Interpreting purity ratios in practice

A260/A280 below 1.7 (DNA) or 1.9 (RNA): protein or phenol contamination. A re-clean step — column purification or phenol:chloroform extraction — is usually needed before sensitive enzyme-based applications.

A260/A230 below 1.8: common after column-based DNA purification, often from residual chaotropic salts (guanidinium) or ethanol wash carry-over. An additional wash step and complete drying of the column membrane before elution usually corrects this. Very low A260/A230 (below 1.5) can severely inhibit PCR.
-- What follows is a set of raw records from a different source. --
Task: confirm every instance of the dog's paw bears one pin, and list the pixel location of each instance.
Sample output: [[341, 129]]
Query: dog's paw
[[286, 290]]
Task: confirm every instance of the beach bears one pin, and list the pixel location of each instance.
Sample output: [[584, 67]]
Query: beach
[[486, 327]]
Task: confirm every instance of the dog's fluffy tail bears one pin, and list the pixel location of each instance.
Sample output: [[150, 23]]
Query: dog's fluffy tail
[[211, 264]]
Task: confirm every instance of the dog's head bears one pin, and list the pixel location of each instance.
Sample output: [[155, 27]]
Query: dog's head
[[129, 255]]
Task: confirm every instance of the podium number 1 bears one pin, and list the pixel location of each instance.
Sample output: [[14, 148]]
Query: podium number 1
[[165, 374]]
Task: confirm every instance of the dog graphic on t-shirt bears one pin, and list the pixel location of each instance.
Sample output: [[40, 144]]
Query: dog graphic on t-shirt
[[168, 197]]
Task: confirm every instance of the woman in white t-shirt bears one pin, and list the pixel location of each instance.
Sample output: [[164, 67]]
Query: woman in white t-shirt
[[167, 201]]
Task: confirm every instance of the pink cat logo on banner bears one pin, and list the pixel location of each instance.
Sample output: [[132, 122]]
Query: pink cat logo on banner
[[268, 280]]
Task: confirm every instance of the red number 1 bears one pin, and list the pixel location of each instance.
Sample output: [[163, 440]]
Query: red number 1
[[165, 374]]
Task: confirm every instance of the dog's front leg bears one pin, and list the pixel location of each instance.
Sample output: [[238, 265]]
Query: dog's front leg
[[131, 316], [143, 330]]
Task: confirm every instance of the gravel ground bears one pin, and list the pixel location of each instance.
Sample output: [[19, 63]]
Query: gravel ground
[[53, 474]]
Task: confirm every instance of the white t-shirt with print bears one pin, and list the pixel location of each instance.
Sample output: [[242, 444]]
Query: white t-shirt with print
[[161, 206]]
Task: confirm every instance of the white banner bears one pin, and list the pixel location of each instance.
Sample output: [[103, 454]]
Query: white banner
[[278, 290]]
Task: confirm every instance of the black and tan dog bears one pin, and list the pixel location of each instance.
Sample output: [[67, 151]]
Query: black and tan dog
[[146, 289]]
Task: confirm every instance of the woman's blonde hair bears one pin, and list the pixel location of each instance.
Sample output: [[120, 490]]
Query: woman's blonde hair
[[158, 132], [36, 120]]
Ratios above the “pure” range: occasionally seen when the A260 is very low and the absorbance values are near the instrument’s noise floor, making ratios unreliable. If your A260 is below about 0.05, dilute or re-elute and remeasure for a more reliable reading.

Dilution factor — when and why

Many spectrophotometers measure in pure solution without dilution (especially microvolume instruments like NanoDrop). If you measured a diluted aliquot instead, enter the dilution factor here to recover the concentration of the original undiluted stock. For example, if you diluted 1 µL into 49 µL (a 50× dilution) and measured the resulting solution, enter 50 as the dilution factor.